In regards to David's question, 'why would you use regex' for this, the answer is, 'for fun.' In fact, the code I'm using is simple
length_of_ext = File.extname(filename).length
filename = filename[0,(filename.length-length_of_ext)]
but I like to learn regex whenever possible because it always comes up at Geek cocktail parties.
Try this:
(.+?)(\.[^.]*$|$)
This will:
Capture filenames that start with a dot (e.g. .logs is a file named .logs, not a file extension), which is common in Unix.
Gets everything but the last dot: foo.bar.jpeg gets you foo.bar.
Handles files with no dot: secret-letter gets you secret-letter.
Note: as commenter j_random_hacker suggested, this performs as advertised, but you might want to precede things with an anchor for readability purposes.
Everything followed by a dot followed by one or more characters that's not a dot, followed by the end-of-string:
(.+?)\.[^\.]+$
The everything-before-the-last-dot is grouped for easy retrieval.
If you aren't 100% sure every file will have an extension, try:
(.+?)(\.[^\.]+$|$)
how about 2 captures one for the end and one for the filename.
eg.
(.+?)(?:\.[^\.]*$|$)
^(.*)\\(.*)(\..*)$
Gets the Path without the last \
The file without extension
The the extension with a .
Examples:
c:\1\2\3\Books.accdb
(c:\1\2\3)(Books)(.accdb)
Does not support multiple . in file name
Does support . in file path
I realize this question is a bit outdated, however, I had some trouble finding a good source and wound up making the regex myself. To save whoever may find this time,
If you're looking for a ~standalone~ regex
This will match the extension without the dot
\w+(?![\.\w])
This will always match the file name if it has an extention
[\w\. ]+(?=[\.])
Ok, I am not sure why I would use regular expression for this. If I know for example that the string is a full filepath, then I would use another API to get the file name. Regular expressions are very powerfull but at the same time quite complex (you have just proved that by asking how to create such a simple regex). Somebody said: you had a problem that you decided to solve it using regular expressions. Now you have two problems.
Think again. If you are on .NET platform for example, then take a look at System.IO.Path class.
I used this pattern for simple search:
^\s*[^\.\W]+$
for this text:
file.ext
fileext
file.ext.ext
file.ext
fileext
It finds fileext in the second and last lines.
I applied it in a text tree view of a folder (with spaces as indents).

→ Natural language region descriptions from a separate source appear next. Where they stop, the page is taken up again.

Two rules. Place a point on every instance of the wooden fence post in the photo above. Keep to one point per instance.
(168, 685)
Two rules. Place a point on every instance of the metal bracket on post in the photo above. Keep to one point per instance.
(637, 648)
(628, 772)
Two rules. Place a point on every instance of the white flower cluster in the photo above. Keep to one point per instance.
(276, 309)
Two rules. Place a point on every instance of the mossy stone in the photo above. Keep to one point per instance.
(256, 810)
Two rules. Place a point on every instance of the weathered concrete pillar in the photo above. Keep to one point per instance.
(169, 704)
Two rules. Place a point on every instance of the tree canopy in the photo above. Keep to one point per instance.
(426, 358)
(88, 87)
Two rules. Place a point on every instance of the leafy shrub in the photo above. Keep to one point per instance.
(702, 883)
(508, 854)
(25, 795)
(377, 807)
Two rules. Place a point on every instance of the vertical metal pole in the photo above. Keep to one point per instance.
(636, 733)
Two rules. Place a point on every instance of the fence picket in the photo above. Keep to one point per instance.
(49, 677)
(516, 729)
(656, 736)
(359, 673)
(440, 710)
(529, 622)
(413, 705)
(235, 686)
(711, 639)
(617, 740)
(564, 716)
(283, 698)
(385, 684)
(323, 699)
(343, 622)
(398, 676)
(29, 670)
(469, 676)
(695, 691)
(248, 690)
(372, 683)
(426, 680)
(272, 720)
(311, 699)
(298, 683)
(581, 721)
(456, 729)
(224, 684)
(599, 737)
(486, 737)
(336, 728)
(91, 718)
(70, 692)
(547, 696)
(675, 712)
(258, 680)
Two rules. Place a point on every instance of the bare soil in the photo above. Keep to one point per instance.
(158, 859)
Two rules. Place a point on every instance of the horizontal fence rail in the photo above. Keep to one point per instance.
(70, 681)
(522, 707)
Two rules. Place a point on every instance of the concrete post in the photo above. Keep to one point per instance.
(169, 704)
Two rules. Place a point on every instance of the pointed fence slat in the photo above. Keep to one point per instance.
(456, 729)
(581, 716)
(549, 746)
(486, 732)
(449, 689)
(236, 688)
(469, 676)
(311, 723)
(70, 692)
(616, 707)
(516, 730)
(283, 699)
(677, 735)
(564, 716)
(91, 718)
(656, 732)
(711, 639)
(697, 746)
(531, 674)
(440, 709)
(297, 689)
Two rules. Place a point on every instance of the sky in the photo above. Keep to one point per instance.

Just the name of the file, without path and suffix.
^.*[\\|\/](.+?)\.[^\.]+$
Try
(?<=[\\\w\d-:]*\\)([\w\d-:]*)(?=\.[\.\w\d-:]*)
Captures just the filename of any kind within an entire filepath. Purposefully excludes the file path and the file extension
Etc:
C:\Log\test\bin\fee105d1-5008-410c-be39-883e5e40a33d.pdf
Doesn't capture (C:\Log\test\bin)
Captures (fee105d1-5008-410c-be39-883e5e40a33d)
Doesn't capture (.pdf)
This RegExp works for me:
(.+(?=\..+$))|(.+[^\.])
Results (bold means match):
test.txt
test 234!.something123
.test
.test.txt
test.test2.txt
.